At the Luxembourg there is a lovely 19th century apiary in which the bees still swarm and thrive, and so one would expect, for there are flowers every where, dense banks of zinnias, poppies, others whose name I don’t know.

Beneath an extravagant statue of Dionysius’ old father, fat and drunk, there is a stand of red-stemmed chard, a gorgeous vegetable with fronds the size of a baby elephant’s ears.

At the Luxembourg there is an enormous playground with slides, swings, structures that one can climb on, under, and across, and disks that spin its young riders round and round so that they dismount disorientated, and stagger and fall. But the ground is covered with a cushioning of rubber so no bare knees are skinned. The playground was populated this Saturday by hundreds of children of all the available colors on the planet.
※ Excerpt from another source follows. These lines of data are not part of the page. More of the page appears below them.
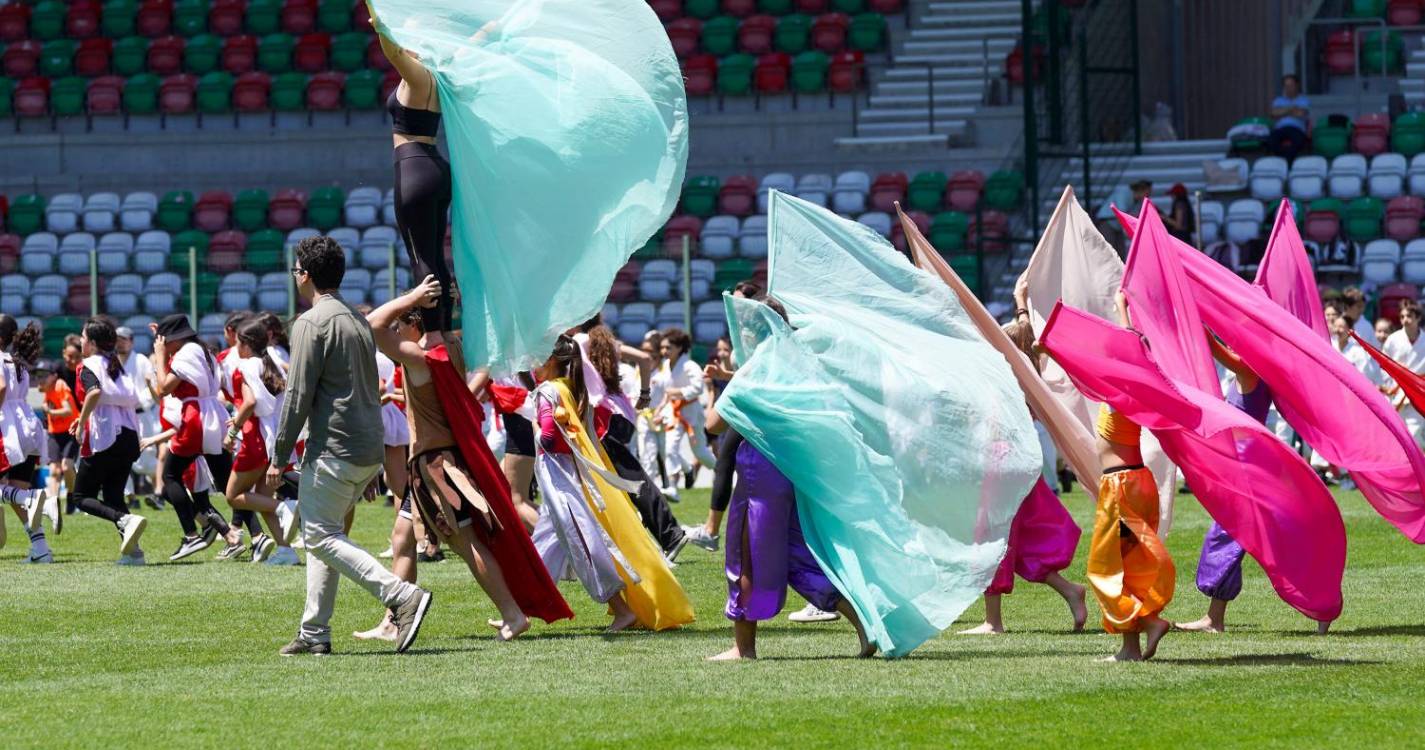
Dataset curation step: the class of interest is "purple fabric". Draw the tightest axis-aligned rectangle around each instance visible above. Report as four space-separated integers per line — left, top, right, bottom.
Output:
986 477 1081 595
1118 208 1425 542
1194 381 1271 601
724 441 841 621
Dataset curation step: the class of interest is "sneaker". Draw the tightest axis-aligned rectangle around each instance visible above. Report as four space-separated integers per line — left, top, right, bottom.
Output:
276 499 300 545
683 524 719 552
116 551 146 566
200 523 219 548
25 551 54 564
664 533 690 565
21 488 47 531
43 491 61 534
169 534 211 562
214 541 246 561
278 638 331 657
264 546 301 566
661 485 681 502
390 588 433 653
290 536 305 549
378 545 394 559
788 604 841 623
128 498 140 510
417 548 445 563
143 495 161 510
251 533 276 563
117 514 148 556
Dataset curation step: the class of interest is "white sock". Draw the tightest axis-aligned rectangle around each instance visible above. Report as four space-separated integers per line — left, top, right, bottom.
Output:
29 529 51 557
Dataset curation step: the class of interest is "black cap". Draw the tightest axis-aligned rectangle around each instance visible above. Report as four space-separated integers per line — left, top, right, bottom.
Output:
155 314 197 341
32 358 59 374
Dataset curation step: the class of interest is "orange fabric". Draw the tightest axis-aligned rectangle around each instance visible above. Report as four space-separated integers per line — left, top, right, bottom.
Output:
1087 467 1175 633
43 380 78 434
1096 403 1141 447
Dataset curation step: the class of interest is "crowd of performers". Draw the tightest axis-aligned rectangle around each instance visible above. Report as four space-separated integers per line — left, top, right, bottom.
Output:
7 0 1425 661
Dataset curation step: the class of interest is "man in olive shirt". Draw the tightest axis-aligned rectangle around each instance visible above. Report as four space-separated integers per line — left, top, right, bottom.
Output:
269 236 433 655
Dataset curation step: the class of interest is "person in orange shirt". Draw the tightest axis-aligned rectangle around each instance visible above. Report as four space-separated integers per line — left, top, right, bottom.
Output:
39 360 79 520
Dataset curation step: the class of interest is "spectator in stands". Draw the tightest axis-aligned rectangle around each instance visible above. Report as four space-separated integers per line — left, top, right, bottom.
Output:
1341 287 1376 345
1382 300 1425 449
1268 74 1310 160
1376 317 1398 344
1315 235 1360 275
1130 180 1153 213
1162 183 1195 244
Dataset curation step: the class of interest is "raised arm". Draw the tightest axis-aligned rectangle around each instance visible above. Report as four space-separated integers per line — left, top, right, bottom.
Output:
1206 331 1259 391
366 275 441 371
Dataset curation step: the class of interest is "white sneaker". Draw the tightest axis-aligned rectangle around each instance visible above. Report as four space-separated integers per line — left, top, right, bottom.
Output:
276 500 300 545
250 533 276 563
24 488 47 531
661 484 680 501
788 604 841 623
683 524 719 552
117 514 148 556
117 548 146 566
265 546 301 566
378 545 394 559
25 550 54 564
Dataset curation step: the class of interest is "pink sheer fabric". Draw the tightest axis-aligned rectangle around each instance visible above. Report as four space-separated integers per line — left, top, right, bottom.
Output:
1042 206 1345 621
1118 208 1425 542
1253 202 1328 340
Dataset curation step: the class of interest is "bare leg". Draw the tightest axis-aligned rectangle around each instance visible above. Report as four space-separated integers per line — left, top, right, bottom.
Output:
501 454 538 531
959 594 1004 635
703 508 725 537
1317 619 1332 635
1043 572 1088 631
708 620 758 661
606 593 638 632
1142 616 1169 659
1101 632 1143 662
383 445 408 500
835 599 877 658
445 524 529 641
1175 598 1228 633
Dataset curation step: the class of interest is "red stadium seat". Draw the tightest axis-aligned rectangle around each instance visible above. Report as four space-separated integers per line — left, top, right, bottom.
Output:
305 70 344 109
352 1 372 32
719 175 757 216
1386 195 1425 240
137 0 174 37
649 0 682 22
380 69 399 101
946 170 985 212
76 38 114 77
1389 0 1424 25
3 41 41 79
795 0 829 12
890 209 929 252
366 36 391 71
662 214 703 254
68 277 107 315
1305 206 1341 244
209 229 248 272
667 18 703 59
682 54 718 96
1005 43 1044 85
159 73 197 113
869 171 907 212
0 234 19 274
222 34 258 74
14 77 50 117
754 52 790 93
86 75 125 114
1322 29 1356 76
1353 112 1391 156
148 35 186 76
194 190 234 231
867 0 903 11
1379 282 1419 321
281 0 317 34
233 71 271 110
811 13 849 53
0 3 31 43
723 0 757 17
828 49 863 92
209 0 246 35
293 32 331 72
967 210 1010 253
739 15 777 55
269 188 307 230
67 1 103 39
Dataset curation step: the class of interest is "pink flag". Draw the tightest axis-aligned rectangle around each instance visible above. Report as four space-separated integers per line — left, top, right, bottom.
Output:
1253 201 1329 340
1119 210 1425 542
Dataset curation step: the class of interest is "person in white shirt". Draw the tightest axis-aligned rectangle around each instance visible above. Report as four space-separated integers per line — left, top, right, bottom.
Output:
1333 314 1383 386
1342 287 1377 347
1382 300 1425 449
116 326 161 510
1375 317 1397 346
653 328 717 497
635 331 668 491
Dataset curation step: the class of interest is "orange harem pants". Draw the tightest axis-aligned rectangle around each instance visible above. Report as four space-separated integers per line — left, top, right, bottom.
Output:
1087 466 1175 634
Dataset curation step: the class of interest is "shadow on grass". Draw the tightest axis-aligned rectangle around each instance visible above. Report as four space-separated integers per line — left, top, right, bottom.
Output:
761 648 1092 663
1329 624 1425 638
1154 652 1381 666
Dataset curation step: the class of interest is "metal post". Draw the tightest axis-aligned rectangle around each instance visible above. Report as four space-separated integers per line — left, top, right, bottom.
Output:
927 63 935 136
1020 0 1039 231
1046 0 1062 145
1079 31 1091 205
188 246 198 325
1129 0 1141 156
89 247 98 317
388 243 397 302
1193 189 1204 253
286 244 296 319
681 234 693 333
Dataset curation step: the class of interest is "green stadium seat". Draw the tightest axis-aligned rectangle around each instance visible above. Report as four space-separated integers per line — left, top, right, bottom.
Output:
158 190 196 232
40 39 77 77
174 0 209 36
52 76 87 116
270 71 307 110
760 0 794 13
246 0 281 35
1229 115 1272 152
170 228 210 271
830 0 865 12
32 1 68 41
330 30 366 71
1392 112 1425 157
633 233 662 260
43 317 85 357
342 67 382 108
1361 29 1403 75
949 254 979 291
774 14 811 54
114 36 149 76
317 0 351 32
848 12 885 51
907 171 947 212
929 211 968 252
984 170 1024 211
791 50 827 92
702 16 739 57
258 32 294 73
0 77 12 118
714 258 754 291
1345 196 1384 241
686 0 721 19
1312 116 1351 158
717 52 755 94
682 175 721 217
8 194 47 236
184 33 222 74
196 70 232 112
307 186 345 230
1348 0 1387 17
193 270 221 313
103 0 139 37
234 188 270 230
123 72 160 113
246 228 285 272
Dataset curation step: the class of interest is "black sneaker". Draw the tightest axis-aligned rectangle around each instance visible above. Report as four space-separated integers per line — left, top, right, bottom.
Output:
664 533 690 565
169 534 212 562
200 523 219 547
391 588 433 653
278 638 331 657
214 541 246 561
417 548 445 563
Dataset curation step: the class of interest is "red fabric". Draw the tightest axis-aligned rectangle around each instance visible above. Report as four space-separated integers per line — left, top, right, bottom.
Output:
169 380 203 457
426 345 574 623
488 383 527 415
1354 331 1425 415
230 368 268 471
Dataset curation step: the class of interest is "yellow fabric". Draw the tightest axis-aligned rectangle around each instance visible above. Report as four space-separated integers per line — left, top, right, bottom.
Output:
1096 403 1142 447
548 378 695 630
1087 467 1175 633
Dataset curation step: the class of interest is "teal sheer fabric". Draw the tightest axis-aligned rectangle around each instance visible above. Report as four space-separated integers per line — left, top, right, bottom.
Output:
368 0 688 374
716 192 1041 657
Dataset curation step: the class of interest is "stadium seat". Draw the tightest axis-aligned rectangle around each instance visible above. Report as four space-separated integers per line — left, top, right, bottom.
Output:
82 193 121 234
305 70 343 109
361 226 398 268
945 170 984 212
1370 153 1407 199
230 189 268 231
686 0 721 18
1305 197 1344 244
67 276 107 315
717 52 755 94
21 232 61 275
650 0 683 22
1401 237 1425 283
209 0 245 35
828 49 863 91
68 0 103 38
0 234 19 276
667 18 703 59
655 300 685 330
31 276 70 317
688 259 716 303
725 0 758 17
1352 112 1391 156
233 70 270 109
218 271 257 310
1361 29 1403 75
1198 201 1224 244
39 39 77 78
1288 155 1328 200
908 171 948 212
775 13 811 54
342 68 381 108
639 259 677 302
185 33 222 74
700 215 740 259
1392 111 1425 156
738 215 768 257
97 231 135 274
133 229 172 273
327 226 359 261
1348 0 1388 18
343 186 382 228
1330 154 1368 199
245 0 280 34
1360 239 1401 284
1385 195 1425 241
984 170 1024 211
795 172 833 207
157 190 194 231
791 50 828 92
103 0 139 37
9 194 48 236
144 272 183 315
754 52 790 92
1345 196 1385 241
682 55 717 96
170 229 210 272
293 31 330 72
137 0 173 38
755 173 794 213
1249 156 1288 201
258 32 295 73
890 209 928 252
609 263 639 303
1225 199 1265 244
196 70 233 112
0 275 28 316
929 211 968 252
46 193 84 234
682 176 722 218
76 38 114 76
31 1 67 41
832 171 870 214
702 16 738 57
1311 115 1351 158
866 172 907 213
246 228 285 272
317 0 351 32
58 233 98 275
269 188 307 229
331 30 366 71
339 267 371 305
616 302 655 343
3 40 41 78
147 35 185 75
0 4 30 43
307 186 344 229
739 15 777 55
122 71 159 112
50 77 87 116
113 35 149 76
812 12 848 52
662 215 704 255
280 0 317 34
221 34 258 74
193 190 233 231
1388 0 1423 25
270 71 307 110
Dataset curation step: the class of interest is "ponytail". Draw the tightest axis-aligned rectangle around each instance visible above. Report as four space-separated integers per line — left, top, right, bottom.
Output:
260 352 286 395
238 319 284 395
82 318 123 380
551 334 588 417
0 314 41 368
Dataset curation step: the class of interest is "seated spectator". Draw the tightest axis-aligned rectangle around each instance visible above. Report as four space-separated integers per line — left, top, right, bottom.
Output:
1314 235 1360 273
1162 183 1195 244
1268 74 1310 160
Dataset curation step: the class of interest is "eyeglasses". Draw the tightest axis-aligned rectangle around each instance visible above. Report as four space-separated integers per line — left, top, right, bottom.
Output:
291 266 306 276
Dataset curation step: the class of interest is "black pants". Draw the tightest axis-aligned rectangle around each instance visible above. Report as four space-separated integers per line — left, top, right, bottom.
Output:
709 428 743 514
1268 126 1307 160
163 449 233 537
73 428 141 526
604 415 684 553
394 141 453 332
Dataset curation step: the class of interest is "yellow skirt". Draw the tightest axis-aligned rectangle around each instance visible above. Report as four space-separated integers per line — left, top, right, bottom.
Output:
1087 467 1175 633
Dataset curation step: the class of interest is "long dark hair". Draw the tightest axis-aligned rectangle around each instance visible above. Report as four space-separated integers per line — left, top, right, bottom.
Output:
0 314 42 370
83 318 124 381
237 320 285 396
258 312 289 351
585 326 623 393
550 334 587 417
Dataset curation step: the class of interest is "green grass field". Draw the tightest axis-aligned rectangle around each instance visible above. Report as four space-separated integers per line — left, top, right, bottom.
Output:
3 485 1423 748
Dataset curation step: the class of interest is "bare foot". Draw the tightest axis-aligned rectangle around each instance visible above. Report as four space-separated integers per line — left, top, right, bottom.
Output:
607 610 638 633
1316 620 1332 635
957 622 1004 635
1098 650 1142 662
486 618 504 630
707 647 754 661
1142 618 1170 660
353 618 398 642
1067 584 1088 632
496 613 530 642
1173 615 1225 633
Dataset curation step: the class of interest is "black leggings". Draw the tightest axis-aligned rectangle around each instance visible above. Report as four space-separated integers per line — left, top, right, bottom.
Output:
709 428 743 513
163 449 233 537
73 428 141 526
0 456 38 485
604 415 685 553
394 141 453 332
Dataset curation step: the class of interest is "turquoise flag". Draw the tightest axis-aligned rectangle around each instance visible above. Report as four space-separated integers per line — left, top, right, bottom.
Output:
368 0 688 374
716 192 1040 657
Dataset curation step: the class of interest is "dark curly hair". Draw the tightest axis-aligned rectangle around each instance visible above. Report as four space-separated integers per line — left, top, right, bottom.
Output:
0 314 42 369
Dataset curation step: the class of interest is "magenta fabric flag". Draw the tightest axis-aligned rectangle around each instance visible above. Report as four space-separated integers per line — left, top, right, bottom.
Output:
1118 210 1425 542
1253 201 1328 340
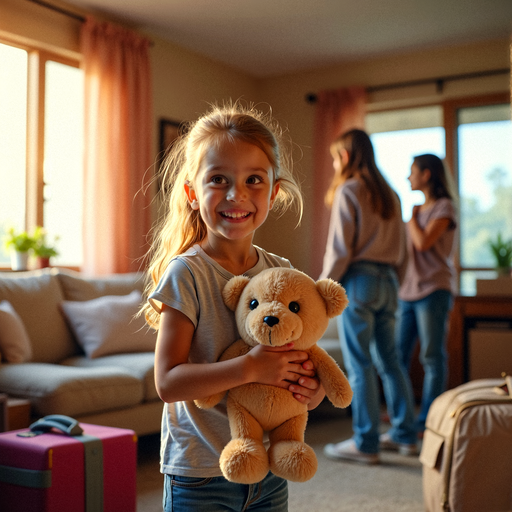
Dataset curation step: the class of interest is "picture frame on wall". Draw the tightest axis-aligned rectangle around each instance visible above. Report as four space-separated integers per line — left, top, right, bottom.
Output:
157 118 184 192
159 118 182 157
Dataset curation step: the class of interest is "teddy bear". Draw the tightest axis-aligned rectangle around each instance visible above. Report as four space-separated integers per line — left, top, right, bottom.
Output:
194 267 353 484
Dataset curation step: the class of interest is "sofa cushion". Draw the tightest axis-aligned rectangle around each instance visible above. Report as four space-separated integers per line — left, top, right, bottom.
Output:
317 317 344 370
0 300 32 363
0 363 143 417
60 291 156 358
0 269 78 363
56 269 145 301
62 352 157 401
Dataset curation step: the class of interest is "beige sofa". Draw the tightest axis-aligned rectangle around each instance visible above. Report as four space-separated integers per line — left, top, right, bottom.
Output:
0 268 345 435
0 268 163 436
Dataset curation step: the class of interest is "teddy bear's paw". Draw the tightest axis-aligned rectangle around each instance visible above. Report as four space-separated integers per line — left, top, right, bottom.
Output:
269 441 318 482
220 438 269 484
194 392 224 409
327 386 353 409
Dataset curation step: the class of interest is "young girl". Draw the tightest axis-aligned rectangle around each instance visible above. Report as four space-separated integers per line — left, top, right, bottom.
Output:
142 103 324 511
396 154 457 436
320 129 417 464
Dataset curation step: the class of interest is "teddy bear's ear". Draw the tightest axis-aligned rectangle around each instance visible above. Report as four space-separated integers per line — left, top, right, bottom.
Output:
316 278 349 318
222 275 251 311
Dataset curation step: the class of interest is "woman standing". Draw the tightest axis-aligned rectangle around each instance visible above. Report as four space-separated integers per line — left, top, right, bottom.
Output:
320 129 417 464
397 153 457 436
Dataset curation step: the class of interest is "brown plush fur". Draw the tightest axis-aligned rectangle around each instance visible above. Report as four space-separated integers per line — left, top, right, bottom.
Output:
195 267 353 484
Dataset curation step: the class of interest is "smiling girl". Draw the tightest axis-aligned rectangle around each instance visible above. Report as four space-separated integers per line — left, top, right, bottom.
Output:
141 102 323 512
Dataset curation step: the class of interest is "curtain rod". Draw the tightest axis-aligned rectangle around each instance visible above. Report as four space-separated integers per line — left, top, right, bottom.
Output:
305 67 510 103
27 0 156 46
28 0 86 22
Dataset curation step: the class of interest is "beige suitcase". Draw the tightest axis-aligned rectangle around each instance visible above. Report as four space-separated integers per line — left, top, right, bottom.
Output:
420 377 512 512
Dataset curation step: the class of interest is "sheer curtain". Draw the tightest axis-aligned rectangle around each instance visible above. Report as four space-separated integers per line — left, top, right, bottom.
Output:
310 87 366 279
81 17 153 275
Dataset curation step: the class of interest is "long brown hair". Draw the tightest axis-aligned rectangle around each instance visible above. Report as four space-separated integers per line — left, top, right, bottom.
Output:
413 154 457 201
325 129 398 219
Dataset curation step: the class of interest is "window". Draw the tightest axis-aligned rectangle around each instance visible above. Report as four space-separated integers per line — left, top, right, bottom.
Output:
44 61 84 266
0 41 84 267
0 43 27 264
367 106 445 221
365 95 511 295
456 103 512 294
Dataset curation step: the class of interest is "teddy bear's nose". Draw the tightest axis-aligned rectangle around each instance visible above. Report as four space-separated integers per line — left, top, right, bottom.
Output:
264 316 279 328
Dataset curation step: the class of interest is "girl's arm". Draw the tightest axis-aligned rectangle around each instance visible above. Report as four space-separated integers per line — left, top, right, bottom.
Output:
408 205 451 251
155 304 316 404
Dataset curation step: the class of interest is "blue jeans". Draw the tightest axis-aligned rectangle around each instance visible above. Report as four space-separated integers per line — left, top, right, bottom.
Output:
396 289 453 432
337 262 416 453
163 472 288 512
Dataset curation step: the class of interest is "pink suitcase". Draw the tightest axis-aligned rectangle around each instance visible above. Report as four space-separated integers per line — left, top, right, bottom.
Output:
0 415 137 512
420 377 512 512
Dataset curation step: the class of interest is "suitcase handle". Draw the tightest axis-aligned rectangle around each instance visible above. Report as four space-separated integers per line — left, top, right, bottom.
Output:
29 414 84 436
494 376 512 398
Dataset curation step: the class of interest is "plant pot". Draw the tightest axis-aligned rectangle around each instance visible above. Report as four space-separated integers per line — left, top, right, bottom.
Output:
497 267 512 278
35 256 51 269
10 251 29 271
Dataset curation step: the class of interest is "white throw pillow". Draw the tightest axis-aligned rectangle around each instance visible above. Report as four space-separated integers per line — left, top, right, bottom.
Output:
60 290 156 358
0 300 33 363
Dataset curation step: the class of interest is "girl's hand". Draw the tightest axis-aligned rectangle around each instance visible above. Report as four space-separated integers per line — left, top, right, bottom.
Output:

There is the racetrack where I watched two Muslim families prepare their 7 year olds for the mini grand prix. The women wore headscarves that were color coordinated with their outfits and covered with sequins. The operator of the racecar concession was blousy middle-aged blond with enormous breasts barely concealed in a white shirt. Her breasts were accessible to the caresses of breeze and sun, both of which, breeze and sun, were perfectly modulated and adjusted on this July afternoon, neither shy nor indecent. She sat on her metal chair, legs parted to expose ample thighs. I thought of my mother who said that a lady always crossed her legs. The racecars were all in a row, a classic starting grid, each a different bright plastic, blue, yellow, red, and black with flames on the hood, each waiting to be pedaled by little legs toward an imaginary checkered flag.

None of what that I found at the Luxembourg meant anything. And it didn’t help me with the conundrum of the insane, which, because I’d enjoyed the afternoon, I abandoned as unsolvable. A cheerful, helium-filled balloon of Sponge Bob Square Pants smiled on my non-effort and I left for home, at peace with my ignorance.